Patches for the OpenBSD base system are distributed as unified diffs.
Each patch is cryptographically signed with the
signify(1) tool and contains
usage instructions.
All the following patches are also available in one
tar.gz file
for convenience.
Alternatively, the syspatch(8)
utility can be used to apply binary updates on the following architectures:
amd64, i386, arm64.
Patches for supported releases are also incorporated into the
-stable branch.
002: RELIABILITY FIX: April 21, 2018All architectures
Additional data is inadvertently removed when private keys are cleared from
TLS configuration, which can prevent OCSP from functioning correctly.

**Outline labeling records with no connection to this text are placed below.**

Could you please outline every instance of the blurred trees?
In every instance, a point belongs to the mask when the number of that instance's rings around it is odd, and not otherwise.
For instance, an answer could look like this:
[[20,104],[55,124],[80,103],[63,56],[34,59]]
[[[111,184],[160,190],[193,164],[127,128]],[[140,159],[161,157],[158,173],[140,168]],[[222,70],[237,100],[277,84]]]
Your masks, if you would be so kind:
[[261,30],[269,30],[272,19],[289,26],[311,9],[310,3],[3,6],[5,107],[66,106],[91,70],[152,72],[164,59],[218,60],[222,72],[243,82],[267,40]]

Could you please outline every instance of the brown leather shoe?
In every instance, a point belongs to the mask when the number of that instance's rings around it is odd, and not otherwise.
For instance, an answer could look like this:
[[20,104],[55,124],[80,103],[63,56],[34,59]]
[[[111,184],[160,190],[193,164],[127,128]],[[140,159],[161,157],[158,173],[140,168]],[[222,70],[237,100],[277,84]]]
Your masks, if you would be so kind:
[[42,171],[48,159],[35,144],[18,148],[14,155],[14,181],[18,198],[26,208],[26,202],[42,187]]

A source code patch exists which remedies this problem.
010: SECURITY FIX: June 17, 2018amd64
Intel CPUs speculatively access FPU registers even when the FPU is disabled,
so data (including AES keys) from previous contexts could be discovered
if using the lazy-save approach.
A source code patch exists which remedies this problem.
018: SECURITY FIX: August 24, 2018amd64
The Intel L1TF bug allows a vmm guest to read host memory.
Install the CPU firmware using fw_update(1) and apply this workaround.
A source code patch exists which remedies this problem.
020: SECURITY FIX: October 25, 2018All architectures
The Xorg X server incorrectly validates certain options, allowing arbitrary
files to be overwritten.
As an immediate (temporary) workaround, the Xorg binary can be disabled
by running: chmod u-s /usr/X11R6/bin/Xorg
A source code patch exists which remedies this problem.
025: RELIABILITY FIX: November 29, 2018All architectures
UNIX domain sockets leak kernel memory with MSG_PEEK on SCM_RIGHTS, or can
attempt excessive memory allocations leading to a crash.
A source code patch exists which remedies this problem.
033: RELIABILITY FIX: May 3, 2019All architectures
If a userland program sets the IPv6 checksum offset on a raw socket,
an incoming packet could crash the kernel. ospf6d is such a program.
A source code patch exists which remedies this problem.